Além da mudança no prazo de validade do registro, a portaria diz que a Guia de Tráfego Especial (GTE) emitida para transportar armas para o abate da fauna exótica invasora só terá validade quando acompanhada do documento comprobatório da necessidade de abate da fauna invasora, o qual é expedido pelo Ibama. Sem ela esses dococumentos, um caçador pode ser acusado de porte ilegal de armas.
Relatos de perdas em lavouras se multiplicam pelo Brasil
A suspensão da caça de javalis no Brasil tem uma série de consequências, dentre elas, a possibilidade de transmissão de doenças para os animais domésticos, como a peste suína africana.
Os javalis são também uma espécie exótica invasora e, portanto, não possuem predadores naturais. Além disso, por serem onívoros, comem todo tipo de alimento, de origem vegetal e animal, o que implica em prejuízos para os produtores rurais e para a biodiversidade.
Nas plantações, especialmente de milho, produtores de diversos Estados tem relatado perdas significativas. Em alguns casos, um único ataque pode representar a perda de toda a produção do ano. Em Pindamonhangaba, no interior de São Paulo, o caçador Benedito Ezequiel do Prado relatou que em uma propriedade onde atuou, o produtor ficou com apenas 20% da safra de milho após o ataque de javalis. Relatos semelhantes se repetem em municípios como Alagoa e Passa Quatro, em Minas Gerais; e Boa Vista do Incra, no Rio Grande do Sul.
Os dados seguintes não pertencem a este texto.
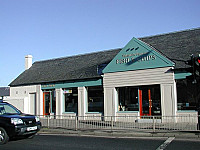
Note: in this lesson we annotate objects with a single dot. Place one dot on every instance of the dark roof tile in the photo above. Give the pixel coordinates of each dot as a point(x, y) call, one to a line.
point(176, 46)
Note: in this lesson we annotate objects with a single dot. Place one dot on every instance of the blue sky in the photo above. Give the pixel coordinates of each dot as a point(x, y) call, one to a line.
point(49, 29)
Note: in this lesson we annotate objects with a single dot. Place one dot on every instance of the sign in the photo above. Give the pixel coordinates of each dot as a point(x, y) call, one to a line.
point(67, 91)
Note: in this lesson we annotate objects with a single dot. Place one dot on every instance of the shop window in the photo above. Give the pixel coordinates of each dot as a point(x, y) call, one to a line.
point(49, 98)
point(128, 99)
point(71, 100)
point(95, 99)
point(187, 95)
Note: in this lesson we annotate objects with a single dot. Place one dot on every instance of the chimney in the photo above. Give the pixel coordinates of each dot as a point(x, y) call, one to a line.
point(28, 61)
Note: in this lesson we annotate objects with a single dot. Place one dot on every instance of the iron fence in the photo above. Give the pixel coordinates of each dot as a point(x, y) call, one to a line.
point(145, 123)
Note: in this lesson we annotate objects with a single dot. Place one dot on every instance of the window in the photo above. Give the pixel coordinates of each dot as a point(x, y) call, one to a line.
point(95, 99)
point(71, 100)
point(128, 99)
point(186, 97)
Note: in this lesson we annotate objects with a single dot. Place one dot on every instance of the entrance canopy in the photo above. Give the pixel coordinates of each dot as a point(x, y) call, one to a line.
point(137, 55)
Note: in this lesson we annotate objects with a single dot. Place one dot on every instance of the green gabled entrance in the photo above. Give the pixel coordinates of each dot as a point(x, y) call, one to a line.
point(137, 55)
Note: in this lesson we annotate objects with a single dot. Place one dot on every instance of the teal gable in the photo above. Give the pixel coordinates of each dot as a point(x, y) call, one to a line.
point(137, 55)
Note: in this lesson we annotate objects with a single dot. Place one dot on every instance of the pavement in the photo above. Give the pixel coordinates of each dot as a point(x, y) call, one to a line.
point(121, 133)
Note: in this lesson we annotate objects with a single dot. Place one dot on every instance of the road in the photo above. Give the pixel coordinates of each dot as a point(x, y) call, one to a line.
point(63, 142)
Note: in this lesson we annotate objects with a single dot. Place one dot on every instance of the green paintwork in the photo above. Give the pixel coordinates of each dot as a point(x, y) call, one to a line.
point(137, 55)
point(95, 82)
point(181, 75)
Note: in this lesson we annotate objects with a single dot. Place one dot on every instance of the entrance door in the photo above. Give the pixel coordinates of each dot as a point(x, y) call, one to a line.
point(150, 100)
point(46, 103)
point(33, 104)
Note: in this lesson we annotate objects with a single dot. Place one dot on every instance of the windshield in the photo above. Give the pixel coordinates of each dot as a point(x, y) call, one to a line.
point(6, 109)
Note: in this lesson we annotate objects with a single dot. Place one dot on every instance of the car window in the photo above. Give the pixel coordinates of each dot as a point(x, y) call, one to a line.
point(8, 109)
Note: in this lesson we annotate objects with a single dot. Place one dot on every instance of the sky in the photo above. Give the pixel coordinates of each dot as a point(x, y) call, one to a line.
point(48, 29)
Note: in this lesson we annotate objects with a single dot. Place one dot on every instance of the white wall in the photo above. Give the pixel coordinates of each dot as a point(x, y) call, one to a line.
point(20, 97)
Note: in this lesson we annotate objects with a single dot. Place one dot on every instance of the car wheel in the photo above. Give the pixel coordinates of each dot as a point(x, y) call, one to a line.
point(30, 136)
point(3, 136)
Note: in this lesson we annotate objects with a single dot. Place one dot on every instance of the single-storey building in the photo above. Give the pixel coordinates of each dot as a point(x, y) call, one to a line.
point(4, 93)
point(139, 79)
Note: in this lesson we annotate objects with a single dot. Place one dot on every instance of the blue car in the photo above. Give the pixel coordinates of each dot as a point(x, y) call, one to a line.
point(14, 123)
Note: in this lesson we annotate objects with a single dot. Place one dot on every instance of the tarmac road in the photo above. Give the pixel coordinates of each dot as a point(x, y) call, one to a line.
point(85, 142)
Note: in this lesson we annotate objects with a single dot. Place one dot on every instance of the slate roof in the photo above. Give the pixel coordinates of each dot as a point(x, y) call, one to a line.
point(176, 46)
point(65, 69)
point(4, 91)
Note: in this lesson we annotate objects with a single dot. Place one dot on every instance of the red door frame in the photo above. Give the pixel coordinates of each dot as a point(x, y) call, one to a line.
point(140, 101)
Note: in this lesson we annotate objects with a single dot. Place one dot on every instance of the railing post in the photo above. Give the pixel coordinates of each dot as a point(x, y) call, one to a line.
point(76, 122)
point(111, 123)
point(154, 126)
point(48, 122)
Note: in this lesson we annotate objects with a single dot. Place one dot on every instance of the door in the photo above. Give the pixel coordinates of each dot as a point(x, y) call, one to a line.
point(46, 103)
point(33, 104)
point(150, 100)
point(145, 101)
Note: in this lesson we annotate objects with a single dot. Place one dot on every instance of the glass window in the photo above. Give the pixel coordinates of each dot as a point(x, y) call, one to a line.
point(8, 109)
point(128, 99)
point(71, 100)
point(49, 101)
point(95, 99)
point(186, 99)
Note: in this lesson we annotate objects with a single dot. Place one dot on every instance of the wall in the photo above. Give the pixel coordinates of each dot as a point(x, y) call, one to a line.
point(162, 76)
point(20, 97)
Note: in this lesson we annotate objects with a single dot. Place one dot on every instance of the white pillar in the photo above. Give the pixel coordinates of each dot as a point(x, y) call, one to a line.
point(28, 61)
point(59, 101)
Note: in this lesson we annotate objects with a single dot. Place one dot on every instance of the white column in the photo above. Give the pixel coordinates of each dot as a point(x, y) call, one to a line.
point(59, 101)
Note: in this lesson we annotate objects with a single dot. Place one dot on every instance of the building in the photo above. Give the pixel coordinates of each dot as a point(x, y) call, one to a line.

A Companhia Integrada de Desenvolvimento Agrícola de Santa Catarina (Cidasc) constatou que ao menos 57% dos municípios do Estado registraram a presença de javalis durante o ano de 2022. A população dessa espécie em Santa Catarina é desconhecida, assim como não há contabilização de estragos causados por eles em lavouras. Apesar disso, algumas estimativas apontam a existência de aproximadamente 100 mil javalis só em território catarinense.
Com a falta de regulamentação em âmbito nacional, Santa Catarina chegou a aprovar uma lei que autoriza o controle populacional e manejo sustentável do javali europeu no Estado. O texto de autoria do deputado Lucas Neves (Podemos) foi sancionado pelo governador Jorginho Mello (PL) e entrou em vigor no dia 26 de dezembro.
“O controle populacional e o manejo sustentável são imprescindíveis para minimizar os impactos ambientais, socioeconômicos, os efeitos nocivos à agropecuária e à integridade física das pessoas que estes animais ocasionam”, afirmou o secretário de Agricultura de Santa Catarina, Valdir Colatto.